Er hat Organisationstalent - und ein tüchtiges Büro. "Choreografie besteht hauptsächlich daraus, Dinge zu organisieren", sagt er denn auch. Mit Blick auf seine Werke der Nachsatz: "In einem Stück muss alles so organisiert werden, dass es gelesen werden kann." Denn "die Bühne bedeutet Kommunikation." Vandekeybus versteht sich - "davor kann ich nicht davonlaufen" - als passionierter Geschichtenerzähler. Dem Stück Les porteuses de mauvaises nouvelles liegt die Geschichte vom Töten des Überbringers schlechter Nachrichten zugrunde, die sich von der Antike bis ins Mittelalter fortschreibt. Der Choreograf gab der Story eine feminine Hauptebene und begann zu abstrahieren, bis die endgültige Form erreicht war.
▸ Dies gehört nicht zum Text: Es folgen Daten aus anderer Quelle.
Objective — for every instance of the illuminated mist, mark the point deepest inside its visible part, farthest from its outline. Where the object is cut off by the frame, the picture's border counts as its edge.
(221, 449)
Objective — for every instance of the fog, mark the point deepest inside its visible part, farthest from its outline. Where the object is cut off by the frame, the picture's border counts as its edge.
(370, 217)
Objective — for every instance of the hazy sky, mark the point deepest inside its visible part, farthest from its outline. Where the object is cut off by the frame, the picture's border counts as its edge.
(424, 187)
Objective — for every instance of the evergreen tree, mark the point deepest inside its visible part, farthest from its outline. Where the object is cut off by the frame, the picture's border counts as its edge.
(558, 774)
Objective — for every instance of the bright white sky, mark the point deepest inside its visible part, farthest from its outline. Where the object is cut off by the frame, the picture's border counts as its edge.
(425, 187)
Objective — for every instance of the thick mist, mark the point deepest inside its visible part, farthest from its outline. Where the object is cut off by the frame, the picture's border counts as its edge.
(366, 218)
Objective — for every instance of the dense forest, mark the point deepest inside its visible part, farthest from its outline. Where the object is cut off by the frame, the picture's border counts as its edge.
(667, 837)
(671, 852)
Das war im Jahr 1989. Les porteuses war die zweite Raketenstufe des heute hoch renommierten Künstlers auf seinem Flug zum Ruhm. Im vergangenen Jahr beschloss er, sie wieder einzusetzen, anstatt für einen hartnäckig insistierenden portugiesischen Veranstalter ein neues Stück zu schaffen. Denn dafür hätte die Zeit beim besten Willen nicht gereicht.

Größer als Angst

Von sich aus hätte er das Werk, das rund 160 Aufführungen erlebt hat, ruhen lassen. "Heute bin ich eben anders als damals und mehr an psychologischen Spannungen interessiert. Mein neues Stück Puur ist wesentlich komplexer als Les porteuses. Da zeigt sich deutlich, was sich in den vergangenen 17 Jahren getan hat." Während der Neuerarbeitung von Les porteuses schrieb Vandekeybus einen Text über das Stück. "Dabei sagte ich zu mir: Shit, dieses Stück handelt von Angst! Darin wird gearbeitet und gebaut. Die Darsteller beginnen, Dinge zu sammeln und Dinge zu tun, um gegen die Angst anzukämpfen. Und dann kommt eine noch stärkere Emotion: der Wunsch, sich in Gefahr zu bringen."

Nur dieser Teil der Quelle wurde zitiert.